79. Olivia Spencer-Bower
Olive Trees at Assissi
Watercolour
26.4 x 37.5 cm
Signed
est. $2,000 - 3,000
Fetched $2,800
Relative Size: Olive Trees at Assissi
Relative size

Robert McDougall Art Gallery label affixed verso (Group Jubilee Exhibition, 1977)

Following her arrival from England in 1920 the young Olivia Spencer Bower became a pupil of Rangi-ruru Girls School, Christchurch. Encouraged by her mother, the artist Rosa Bower, Olivia established a reputation as one of New Zealand's most gifted young watercolourists. Eventually she became one of the few women artists of her time able to supported herself financially and pursue a career as a professional artist. Spencer Bower studied at the Canterbury College School of Art with fellow artists Rita Angus and Rata Lovell-Smith. Her tutors included Cecil Fletcher Kelly, Richard Wallwork, Leonard Booth and Archibald Frank Nicoll.

Returning to England in 1929 Spencer Bower studied at the Slade School, London under tutor Henry Tonks . From here, several extended trips were made to Europe before the artist's return to New Zealand two years later. Back in Christchurch Spencer Bower was invited to exhibit with The Group. This small reactionary collective of artists believed the Canterbury Society of Arts to cater for popular taste alone, thereby excluding younger, more adventurous painters.

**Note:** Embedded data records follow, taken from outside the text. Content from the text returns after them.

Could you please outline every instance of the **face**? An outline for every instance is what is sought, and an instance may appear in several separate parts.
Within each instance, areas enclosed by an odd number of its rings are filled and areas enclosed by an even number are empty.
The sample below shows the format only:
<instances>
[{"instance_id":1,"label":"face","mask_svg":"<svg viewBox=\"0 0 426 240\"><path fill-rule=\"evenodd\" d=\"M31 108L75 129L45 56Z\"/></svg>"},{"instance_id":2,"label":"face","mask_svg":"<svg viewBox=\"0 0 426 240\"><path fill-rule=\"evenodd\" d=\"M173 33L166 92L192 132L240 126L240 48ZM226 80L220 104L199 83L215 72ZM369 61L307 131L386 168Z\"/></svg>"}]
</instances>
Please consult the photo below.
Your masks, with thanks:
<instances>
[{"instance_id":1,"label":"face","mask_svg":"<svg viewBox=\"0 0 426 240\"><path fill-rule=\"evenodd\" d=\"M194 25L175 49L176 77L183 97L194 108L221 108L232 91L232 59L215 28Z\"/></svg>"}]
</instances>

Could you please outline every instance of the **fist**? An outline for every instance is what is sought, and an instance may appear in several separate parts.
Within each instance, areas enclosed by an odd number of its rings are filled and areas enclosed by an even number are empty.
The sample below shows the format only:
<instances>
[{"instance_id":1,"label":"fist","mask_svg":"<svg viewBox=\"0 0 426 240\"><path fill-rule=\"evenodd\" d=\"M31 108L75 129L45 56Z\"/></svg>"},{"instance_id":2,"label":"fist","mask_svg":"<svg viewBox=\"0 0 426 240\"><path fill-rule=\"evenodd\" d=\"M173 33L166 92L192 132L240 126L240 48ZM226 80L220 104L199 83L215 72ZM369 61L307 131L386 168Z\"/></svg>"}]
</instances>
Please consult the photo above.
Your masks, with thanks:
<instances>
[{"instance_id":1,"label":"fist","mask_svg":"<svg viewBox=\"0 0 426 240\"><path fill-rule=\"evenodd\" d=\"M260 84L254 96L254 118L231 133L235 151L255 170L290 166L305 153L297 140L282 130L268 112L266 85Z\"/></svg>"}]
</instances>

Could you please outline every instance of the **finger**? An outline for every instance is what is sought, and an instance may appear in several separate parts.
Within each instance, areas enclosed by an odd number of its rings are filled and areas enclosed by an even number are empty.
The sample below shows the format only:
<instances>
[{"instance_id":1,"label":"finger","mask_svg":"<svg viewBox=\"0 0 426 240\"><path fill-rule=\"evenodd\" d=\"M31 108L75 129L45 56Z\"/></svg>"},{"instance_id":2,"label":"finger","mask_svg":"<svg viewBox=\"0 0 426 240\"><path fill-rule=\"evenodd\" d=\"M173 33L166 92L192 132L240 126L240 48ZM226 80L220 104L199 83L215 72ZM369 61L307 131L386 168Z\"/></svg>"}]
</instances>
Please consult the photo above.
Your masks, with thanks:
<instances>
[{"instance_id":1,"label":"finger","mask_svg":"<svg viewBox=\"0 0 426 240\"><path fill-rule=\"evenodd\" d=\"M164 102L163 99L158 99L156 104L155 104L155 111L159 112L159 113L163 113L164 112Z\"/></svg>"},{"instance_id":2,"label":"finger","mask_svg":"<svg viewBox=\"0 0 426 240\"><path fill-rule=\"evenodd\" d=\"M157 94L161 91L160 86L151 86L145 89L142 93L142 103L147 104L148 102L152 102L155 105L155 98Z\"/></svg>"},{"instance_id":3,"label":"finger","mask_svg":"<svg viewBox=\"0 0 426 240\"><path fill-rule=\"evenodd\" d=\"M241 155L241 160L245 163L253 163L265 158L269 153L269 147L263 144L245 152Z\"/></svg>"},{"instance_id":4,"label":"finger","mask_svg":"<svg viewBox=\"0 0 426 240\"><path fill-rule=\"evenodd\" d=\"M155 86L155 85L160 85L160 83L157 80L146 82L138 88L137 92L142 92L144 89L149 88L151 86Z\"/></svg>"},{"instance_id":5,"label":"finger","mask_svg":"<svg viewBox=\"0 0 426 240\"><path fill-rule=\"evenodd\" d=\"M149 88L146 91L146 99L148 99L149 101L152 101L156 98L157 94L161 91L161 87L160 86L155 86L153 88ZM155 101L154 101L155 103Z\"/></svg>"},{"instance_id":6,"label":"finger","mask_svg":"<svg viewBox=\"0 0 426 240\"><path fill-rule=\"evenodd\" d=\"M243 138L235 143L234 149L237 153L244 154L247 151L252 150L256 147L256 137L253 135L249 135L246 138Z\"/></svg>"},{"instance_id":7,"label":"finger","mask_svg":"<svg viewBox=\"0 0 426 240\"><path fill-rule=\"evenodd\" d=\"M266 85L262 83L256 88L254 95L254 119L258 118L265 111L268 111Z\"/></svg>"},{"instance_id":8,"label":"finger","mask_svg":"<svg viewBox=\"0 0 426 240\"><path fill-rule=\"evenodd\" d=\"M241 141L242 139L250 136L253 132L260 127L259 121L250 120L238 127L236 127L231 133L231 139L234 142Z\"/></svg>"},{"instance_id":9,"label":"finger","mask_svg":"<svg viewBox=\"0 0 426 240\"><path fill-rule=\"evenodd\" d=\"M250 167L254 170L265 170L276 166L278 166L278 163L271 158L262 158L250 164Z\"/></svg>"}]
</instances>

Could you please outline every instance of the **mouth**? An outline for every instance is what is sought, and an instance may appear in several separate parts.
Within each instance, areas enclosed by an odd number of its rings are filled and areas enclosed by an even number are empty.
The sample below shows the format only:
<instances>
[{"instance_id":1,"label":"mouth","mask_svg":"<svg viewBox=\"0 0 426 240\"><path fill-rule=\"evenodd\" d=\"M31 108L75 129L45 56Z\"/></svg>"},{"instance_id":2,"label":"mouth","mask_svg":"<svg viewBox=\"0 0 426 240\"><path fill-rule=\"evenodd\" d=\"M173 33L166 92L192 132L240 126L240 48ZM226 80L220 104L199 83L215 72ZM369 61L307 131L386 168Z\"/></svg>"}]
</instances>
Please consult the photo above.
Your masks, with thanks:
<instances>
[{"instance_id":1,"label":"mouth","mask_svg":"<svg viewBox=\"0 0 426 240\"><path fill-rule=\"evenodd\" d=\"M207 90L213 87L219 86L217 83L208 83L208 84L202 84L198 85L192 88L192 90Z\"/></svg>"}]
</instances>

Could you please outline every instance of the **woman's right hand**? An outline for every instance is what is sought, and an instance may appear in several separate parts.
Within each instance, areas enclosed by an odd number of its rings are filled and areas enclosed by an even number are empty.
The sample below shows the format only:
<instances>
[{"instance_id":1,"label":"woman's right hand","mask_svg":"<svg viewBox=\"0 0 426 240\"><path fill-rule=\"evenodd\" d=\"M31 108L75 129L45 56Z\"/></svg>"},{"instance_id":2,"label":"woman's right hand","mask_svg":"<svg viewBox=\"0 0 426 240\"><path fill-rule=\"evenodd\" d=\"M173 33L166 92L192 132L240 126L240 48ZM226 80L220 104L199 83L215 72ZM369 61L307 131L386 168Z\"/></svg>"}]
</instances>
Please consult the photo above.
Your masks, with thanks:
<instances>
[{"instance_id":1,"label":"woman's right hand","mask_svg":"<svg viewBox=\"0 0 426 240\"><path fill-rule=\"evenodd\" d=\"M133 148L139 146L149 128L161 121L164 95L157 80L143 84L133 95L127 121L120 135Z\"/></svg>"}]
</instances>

Members of The Group included Louise Henderson, Doris Lusk, Ngaio Marsh and Evelyn Page.

In 1943 Spencer Bower travelled to Northland where she painted with Sydney Lough Thompson, newly returned from Brittany. Later that year she enrolled at Auckland's Elam School Art, continuing her studies under John Weeks , Anna Lois White and A J C Fisher. The following years saw Spencer Bower visit Queenstown and Kaikoura whilst caring for her aged mother. After her mother's death in 1960, Spencer Bower spent three months exploring the Pacific Islands, visiting Fiji, Samoa and Tahiti. On her return she exhibited fifty seven island paintings at the Canterbury Society of Arts. Several trips were made to Europe in the mid 1960s. In 1980 at the age of 75, she received the Canterbury Society of Arts' silver medal for services to visual arts.

Spencer Bower was a colourful figure in New Zealand art circles, easily recognisable at gallery openings by the picture hats she favoured and the cheroots she habitually smoked. The artist never married, and before her death in 1982, she established a foundation to finance artists' scholarships now funded by her estate. Spencer-Bower worked competently in numerous mediums including watercolour, acrylic and oil, as well as producing a number of linocut and woodblock prints.